I look to my right. Mateo and Leo are similarly engaged.

But beyond them, seated in the shadows, Sergio is alone and brooding.

I take to my feet with a long sigh, grab two glasses and a bottle of vodka from the table, and stroll over to him.

“Brother,” I say in greeting, collapsing onto the couch next to him. “Drink with me.”

He waves a hand at me. “None for me tonight.”

I pour a glass for him anyway. “Drink the fucking vodka,” I tell him. “What is troubling you?”

“What else? The Russians.”

“Ah.” I frown. I’ve had my hands full with normal business the last few days. I haven’t thought much about the Russian problem since the meeting. Thus far, the stalling tactic has worked, and Father has yet to bring up the topic again. I think we have all been secretly hoping that his rage will burn itself out and it won’t be an issue again. Sergio does not seem so certain. “You think the stalling won’t work much longer.”

“I think we are at the end of that particular rope, Vito.”

“Says who?” I wave my arms around to take in the whole nightclub. “We are rich. We are the kings of this city.
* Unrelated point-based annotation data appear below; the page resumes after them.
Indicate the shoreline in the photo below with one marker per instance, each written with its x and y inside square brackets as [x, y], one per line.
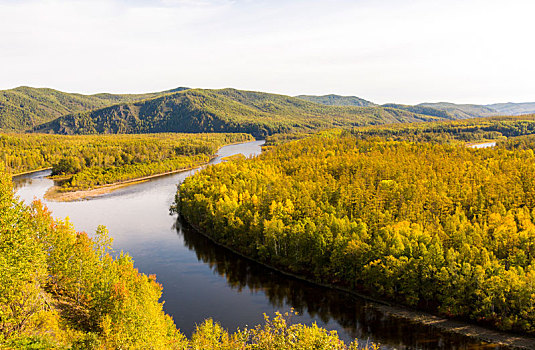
[54, 195]
[464, 328]
[30, 172]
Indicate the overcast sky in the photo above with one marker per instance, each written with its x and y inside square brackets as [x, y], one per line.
[383, 50]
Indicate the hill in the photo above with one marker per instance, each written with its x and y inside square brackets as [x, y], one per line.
[24, 107]
[420, 109]
[462, 111]
[337, 100]
[226, 110]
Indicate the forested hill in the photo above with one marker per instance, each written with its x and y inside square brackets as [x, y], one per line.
[24, 107]
[337, 100]
[226, 110]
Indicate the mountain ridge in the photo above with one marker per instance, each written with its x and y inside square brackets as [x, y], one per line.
[223, 110]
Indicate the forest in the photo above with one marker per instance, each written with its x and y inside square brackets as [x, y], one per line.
[25, 107]
[225, 110]
[94, 160]
[434, 225]
[64, 289]
[466, 130]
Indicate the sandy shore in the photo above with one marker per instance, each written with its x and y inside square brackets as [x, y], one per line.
[471, 330]
[468, 329]
[55, 195]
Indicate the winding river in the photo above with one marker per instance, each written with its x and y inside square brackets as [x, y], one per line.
[202, 280]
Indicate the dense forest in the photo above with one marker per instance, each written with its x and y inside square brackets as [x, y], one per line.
[24, 107]
[437, 226]
[63, 289]
[93, 160]
[226, 110]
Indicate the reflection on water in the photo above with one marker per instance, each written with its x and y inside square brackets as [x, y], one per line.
[202, 280]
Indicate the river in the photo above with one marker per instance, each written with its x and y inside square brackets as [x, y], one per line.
[202, 280]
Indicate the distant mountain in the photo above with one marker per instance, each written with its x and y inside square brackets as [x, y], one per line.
[25, 107]
[421, 109]
[511, 108]
[337, 100]
[462, 111]
[226, 110]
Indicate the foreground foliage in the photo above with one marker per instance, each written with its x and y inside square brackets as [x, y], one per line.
[95, 160]
[441, 227]
[62, 289]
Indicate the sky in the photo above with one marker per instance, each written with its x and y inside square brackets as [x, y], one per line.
[409, 52]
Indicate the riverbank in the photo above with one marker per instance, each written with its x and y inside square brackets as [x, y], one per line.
[467, 329]
[55, 194]
[30, 172]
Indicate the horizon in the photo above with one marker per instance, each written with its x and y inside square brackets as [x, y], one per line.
[268, 92]
[409, 52]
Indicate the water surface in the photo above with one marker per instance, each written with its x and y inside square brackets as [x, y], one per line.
[202, 280]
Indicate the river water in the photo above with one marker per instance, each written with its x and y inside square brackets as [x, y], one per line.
[202, 280]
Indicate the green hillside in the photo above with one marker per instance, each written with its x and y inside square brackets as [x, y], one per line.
[226, 110]
[462, 111]
[337, 100]
[24, 107]
[420, 109]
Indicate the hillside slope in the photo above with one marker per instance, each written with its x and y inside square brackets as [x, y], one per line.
[511, 108]
[462, 111]
[226, 110]
[24, 107]
[337, 100]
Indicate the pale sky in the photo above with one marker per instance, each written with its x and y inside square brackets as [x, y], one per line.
[467, 51]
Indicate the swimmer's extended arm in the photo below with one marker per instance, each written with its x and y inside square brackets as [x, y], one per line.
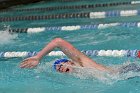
[67, 49]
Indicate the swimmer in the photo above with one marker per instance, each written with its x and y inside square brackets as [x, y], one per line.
[77, 59]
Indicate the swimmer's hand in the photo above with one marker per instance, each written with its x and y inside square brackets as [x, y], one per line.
[30, 62]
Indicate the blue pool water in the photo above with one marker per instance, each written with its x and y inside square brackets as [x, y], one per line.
[43, 79]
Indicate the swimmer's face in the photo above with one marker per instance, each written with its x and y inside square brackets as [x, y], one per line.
[65, 67]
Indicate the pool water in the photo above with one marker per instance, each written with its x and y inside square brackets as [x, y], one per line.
[43, 79]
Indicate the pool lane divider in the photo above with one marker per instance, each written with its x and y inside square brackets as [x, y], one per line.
[86, 6]
[108, 53]
[73, 28]
[91, 15]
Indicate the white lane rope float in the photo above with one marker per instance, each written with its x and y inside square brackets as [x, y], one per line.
[74, 27]
[109, 53]
[91, 15]
[85, 6]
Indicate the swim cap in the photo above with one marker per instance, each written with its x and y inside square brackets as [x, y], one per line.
[57, 62]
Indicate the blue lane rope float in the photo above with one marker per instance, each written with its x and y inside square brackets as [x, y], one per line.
[109, 53]
[91, 15]
[89, 6]
[73, 28]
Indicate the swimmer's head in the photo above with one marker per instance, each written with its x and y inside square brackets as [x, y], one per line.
[63, 65]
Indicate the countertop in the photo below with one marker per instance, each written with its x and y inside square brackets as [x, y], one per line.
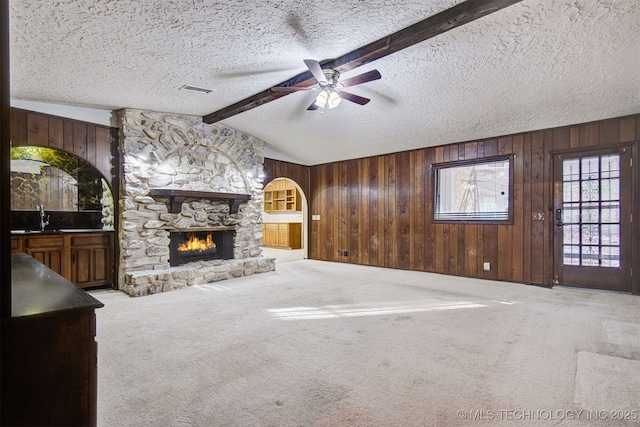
[37, 290]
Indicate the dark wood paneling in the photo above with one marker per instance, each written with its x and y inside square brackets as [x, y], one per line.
[93, 143]
[387, 205]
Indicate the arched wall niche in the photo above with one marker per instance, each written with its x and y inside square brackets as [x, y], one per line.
[70, 189]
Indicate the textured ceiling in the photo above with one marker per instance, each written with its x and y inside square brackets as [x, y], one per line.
[534, 65]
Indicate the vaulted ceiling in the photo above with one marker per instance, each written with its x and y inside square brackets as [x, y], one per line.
[533, 65]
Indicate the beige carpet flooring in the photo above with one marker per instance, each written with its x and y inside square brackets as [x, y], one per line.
[326, 344]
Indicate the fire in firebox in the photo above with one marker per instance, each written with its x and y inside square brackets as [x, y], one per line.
[194, 243]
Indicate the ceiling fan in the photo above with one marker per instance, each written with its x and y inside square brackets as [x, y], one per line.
[331, 90]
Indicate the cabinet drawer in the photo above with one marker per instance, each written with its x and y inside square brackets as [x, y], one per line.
[44, 242]
[91, 240]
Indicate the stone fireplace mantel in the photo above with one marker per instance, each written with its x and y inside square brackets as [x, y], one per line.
[177, 196]
[180, 174]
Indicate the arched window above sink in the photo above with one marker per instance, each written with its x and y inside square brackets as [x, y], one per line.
[59, 181]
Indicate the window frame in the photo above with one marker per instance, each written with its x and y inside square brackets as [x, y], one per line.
[437, 167]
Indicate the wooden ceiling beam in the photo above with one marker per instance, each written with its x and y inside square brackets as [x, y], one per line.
[458, 15]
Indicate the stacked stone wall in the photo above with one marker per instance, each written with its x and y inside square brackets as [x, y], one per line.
[167, 151]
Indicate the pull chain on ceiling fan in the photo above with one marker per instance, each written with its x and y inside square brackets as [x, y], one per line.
[332, 92]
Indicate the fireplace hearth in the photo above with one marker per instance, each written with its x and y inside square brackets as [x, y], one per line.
[202, 245]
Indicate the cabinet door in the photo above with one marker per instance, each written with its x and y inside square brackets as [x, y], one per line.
[91, 260]
[49, 250]
[271, 235]
[283, 235]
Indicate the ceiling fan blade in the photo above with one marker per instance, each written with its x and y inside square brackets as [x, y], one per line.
[354, 98]
[290, 88]
[316, 70]
[362, 78]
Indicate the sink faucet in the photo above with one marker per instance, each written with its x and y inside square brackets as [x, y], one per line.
[43, 222]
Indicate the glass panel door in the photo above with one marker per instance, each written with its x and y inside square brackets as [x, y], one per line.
[592, 202]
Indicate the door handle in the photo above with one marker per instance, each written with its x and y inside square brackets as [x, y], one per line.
[559, 217]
Let the Russians play in the valley. Everything that matters is ours.”

“For now,” he murmurs under his breath.

My frown deepens. “What kind of talk is that, Sergio?”

He turns his gaze to me. “It is honest talk,” he replies evenly.

“You sound like Father.”

He laughs. “You don’t even know the half of it.”

“What is that supposed to mean?” I snap.

“Nothing,” he mutters, staring into the depths of the vodka swishing around his glass tumbler. “Nothing at all.”

We fall into an uneasy silence.

It is broken only when I hear a ruckus from down below. Our booth is seated at the top of a spire inside the nightclub, only accessible from a spiral staircase cut into the rising structure. We like this spot for the ease with which we can control all who wish to access us.

But someone is coming now who doesn’t give a damn about what we think we control.

“Get the fuck out of my way,” snarls an ugly, familiar voice.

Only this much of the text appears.